In a recent string of motions filed be counsel for insurance carriers, there have been attacks on policies held by seasonal residents.
The crux of the carrier’s argument rests in the all-but-forgotten Fla. Stat. § 627.401(2), which states: “No provision of this part of this chapter applies to: … Policies or contracts not issued for delivery in this state nor delivered in this state, except as otherwise provided in this code.” Notably, Fla. Stat. § 627.428 falls within the noted part of the statute chapter, and Fla. Stat. § 627.428 allows a policyholder to obtain compensation for attorney fees and costs upon rendition of a favorable judgment.
For permanent residents within Florida, this particular statute will likely not have any effect on your rights under Florida Law as your policy was likely delivered by your carrier to your Florida address. However, if your policy was sent/delivered to an out-of-state address, the carriers have taken the position that you may not be afforded the protections under Fla. Stat. § 627.428.

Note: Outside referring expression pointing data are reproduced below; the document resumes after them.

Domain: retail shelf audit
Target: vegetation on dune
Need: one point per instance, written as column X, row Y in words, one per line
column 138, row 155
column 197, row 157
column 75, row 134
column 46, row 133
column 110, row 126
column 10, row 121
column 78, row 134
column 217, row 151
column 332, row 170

This position does not take a true look at the wording of the statutory language. In order for Fla. Stat. § 627.401(2) to apply, the policy must not be issued for delivery in the State of Florida nor delivered in Florida. This is a two-step process/evaluation, and this process was utilized in both Lopez v. State Farm,1 as well as, East Coast Insurance Company v. Cooper.2 In both cases, the court made a determination of where the policy was issued for delivery and where the policy was actually delivered.
In Lopez, the court was tasked with evaluating Fla. Stat. § 627.401(2) as it related to Fla. Stat. § 627.428 in an action brought by Lopez against his auto carrier. According to the facts of the case, State Farm Mutual Automobile Insurance Company provided an auto policy to Lopez that was issued in Texas and delivered in Texas prior to Lopez moving to Florida. Ultimately, the Third District Court of Appeal found Fla. Stat. § 627.428 did not apply by way of Fla. Stat. § 627.401(2), concluding that Lopez’s policy was both issued for delivery and delivered outside of Florida. Id.

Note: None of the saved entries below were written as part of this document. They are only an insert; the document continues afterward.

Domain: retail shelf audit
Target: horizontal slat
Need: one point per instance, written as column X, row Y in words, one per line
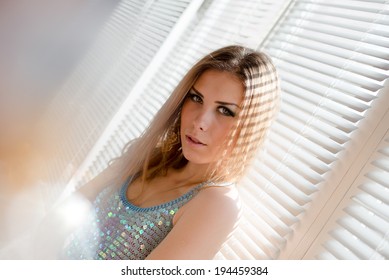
column 364, row 47
column 353, row 244
column 366, row 236
column 338, row 250
column 374, row 205
column 361, row 15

In Cooper, the court evaluated the implication of “issued for delivery” as outlined in Fla. Stat. § 627.401(2) in conjunction with Fla. Stat. § 627.428. The Third District found, despite the policy being delivered out of state (New York), that the policy was “issued for delivery” to satisfy Fla. Stat. § 627.401(2), and the Coopers were entitled to attorney’s fees pursuant to Fla. Stat. § 627.428. Id at 1325.
Seasonal residents of Florida should be aware of the implications of Fla. Stat. § 627.401(2) when choosing an insurance carrier, and the impact it can have on the protections afforded under Fla. Stat. § 627.428 in the future.
1 Lopez v. State Farm, 139 So.2d 402 (Fla. 3d DCA 2014).
2 East Coast Ins. Co v. Cooper, 415 So.2d 1323 (Fla. 3d DCA 1982).